Not him. No, no, no, it is not him.

The voice came from the outer dark north of the train tracks.

“He took my wife.”

She looked in the direction of the sound, but she couldn’t see the man. He spoke again.

“He thought I couldn’t do anything about it. He was wrong.”

The lights of the oncoming train appeared, and in the increasing glow she could finally see the man. He was climbing down the tower.

She forced herself to look back at the body. At Eli.

The tears started then. Silently. She had not wept since she was a little girl.

Approach from the south, he’d said. You’ll see me. We’ll watch the train go through, and then we’ll leave…Together.

The climber reached the base of the tower and came on, walking awkwardly, stiff as a spaceman in his strange suit. He took clumsy, stumbling steps toward the tracks. It was impossible that a man such as this could have killed Eli.

The climber said, “If you want to run, I’d start now. I’m coming over to cut those cables down, and I’ve got a gun.”

The vibrations in the earth were stronger, the light from the train harsher. The moment almost at hand.

She got to her feet, stepped carefully around Eli’s body, and ran to the stolen Yukon. Opened the tailgate and pulled out the shotgun and racked a shell into the chamber.

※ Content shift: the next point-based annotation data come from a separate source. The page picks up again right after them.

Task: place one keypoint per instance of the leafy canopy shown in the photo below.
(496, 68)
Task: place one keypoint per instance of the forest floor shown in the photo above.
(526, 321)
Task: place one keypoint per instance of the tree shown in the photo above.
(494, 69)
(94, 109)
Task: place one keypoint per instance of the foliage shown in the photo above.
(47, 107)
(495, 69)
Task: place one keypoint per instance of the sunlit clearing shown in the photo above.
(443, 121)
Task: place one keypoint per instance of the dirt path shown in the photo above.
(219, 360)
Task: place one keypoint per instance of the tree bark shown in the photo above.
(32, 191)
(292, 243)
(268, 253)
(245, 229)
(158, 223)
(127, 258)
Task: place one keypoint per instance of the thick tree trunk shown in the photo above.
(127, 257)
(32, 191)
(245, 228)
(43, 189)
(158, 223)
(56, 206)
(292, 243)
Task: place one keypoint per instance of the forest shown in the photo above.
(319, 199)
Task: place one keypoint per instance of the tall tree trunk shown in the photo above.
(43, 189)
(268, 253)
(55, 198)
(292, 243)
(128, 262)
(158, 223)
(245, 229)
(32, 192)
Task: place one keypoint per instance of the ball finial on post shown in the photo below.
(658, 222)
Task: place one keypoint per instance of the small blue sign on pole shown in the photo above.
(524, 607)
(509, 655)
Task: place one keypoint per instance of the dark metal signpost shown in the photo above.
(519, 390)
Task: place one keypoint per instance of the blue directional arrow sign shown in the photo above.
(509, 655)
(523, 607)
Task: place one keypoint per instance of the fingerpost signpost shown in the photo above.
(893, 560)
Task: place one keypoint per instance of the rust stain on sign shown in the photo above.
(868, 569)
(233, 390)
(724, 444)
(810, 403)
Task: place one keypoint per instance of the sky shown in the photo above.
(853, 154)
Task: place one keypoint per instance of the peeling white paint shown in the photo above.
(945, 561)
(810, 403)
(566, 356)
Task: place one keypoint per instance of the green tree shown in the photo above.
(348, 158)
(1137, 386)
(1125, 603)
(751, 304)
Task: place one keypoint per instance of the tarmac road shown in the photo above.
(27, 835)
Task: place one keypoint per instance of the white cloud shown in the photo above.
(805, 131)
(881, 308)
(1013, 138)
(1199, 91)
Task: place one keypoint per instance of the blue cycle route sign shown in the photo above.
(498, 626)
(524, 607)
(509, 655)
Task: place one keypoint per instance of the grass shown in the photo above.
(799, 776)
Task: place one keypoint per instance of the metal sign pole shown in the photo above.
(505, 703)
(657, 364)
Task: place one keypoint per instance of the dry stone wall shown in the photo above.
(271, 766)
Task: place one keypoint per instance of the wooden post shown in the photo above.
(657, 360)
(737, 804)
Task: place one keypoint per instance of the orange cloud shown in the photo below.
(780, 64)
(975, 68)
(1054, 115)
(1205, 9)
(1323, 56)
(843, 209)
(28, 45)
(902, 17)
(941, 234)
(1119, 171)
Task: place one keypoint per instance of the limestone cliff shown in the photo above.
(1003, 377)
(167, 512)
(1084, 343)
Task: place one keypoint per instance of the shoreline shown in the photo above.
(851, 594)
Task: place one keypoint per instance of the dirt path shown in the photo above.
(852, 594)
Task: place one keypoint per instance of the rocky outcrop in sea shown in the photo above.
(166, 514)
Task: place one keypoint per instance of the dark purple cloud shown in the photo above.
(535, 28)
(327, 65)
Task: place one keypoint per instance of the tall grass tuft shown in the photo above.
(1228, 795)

Then she walked back toward the train tracks, the shotgun braced against her body.

When the man who’d come off the tower stopped on the north side of the tracks, she knew that he’d been lying. He had no gun.

“If you want to run,” she said, “I’d start now.”

He hesitated. She saw him turn and look to the north, to the place where distance and darkness would hide him if he ran.

Then he said, “It’s been too long of a day for that,” and started forward again.

She fired from the waist. The first blast of double-aught rattled into the gravel and sparked off the metal rails and he tripped and wavered but did not drop, stumbling on over the tracks as she levered another shell into the chamber and fired again.

This time he fell. His heavy boots caught the lip of the second rail and he didn’t even get his hands out in front of him. He fell onto the embankment and slid down it, one gloved hand outstretched toward the grove of fir trees on the other side of the tracks. The cold wind rose with the sound of the train whistle, and the trees shifted gently and the earth shuddered beneath Janell’s feet.

She wanted to go to him. Wanted to feel his pulse. She had the thought, brief and bold as a flash of lightning, that he would have a very strong pulse and that she would need that in days to come.

There was no time, though. The train was too close and there were more important tasks for her. The one thing she could not grant them was Eli’s body.

It was crucial that they wonder and rush for explanations. Rush right past the truth.

74

Jay could taste blood in his mouth and he thought that there should be pain, but he couldn’t feel it. Could feel nothing but the tremble of the earth, constant now, like a drumroll of the gods. He felt that and waited for the pain and when he could not find it he thought, Of course, the Faraday suit.

Saved again. The suit had kept the current at bay. Not at bay, exactly, that wasn’t right. The suit had energized him. He had become the current, safe within it.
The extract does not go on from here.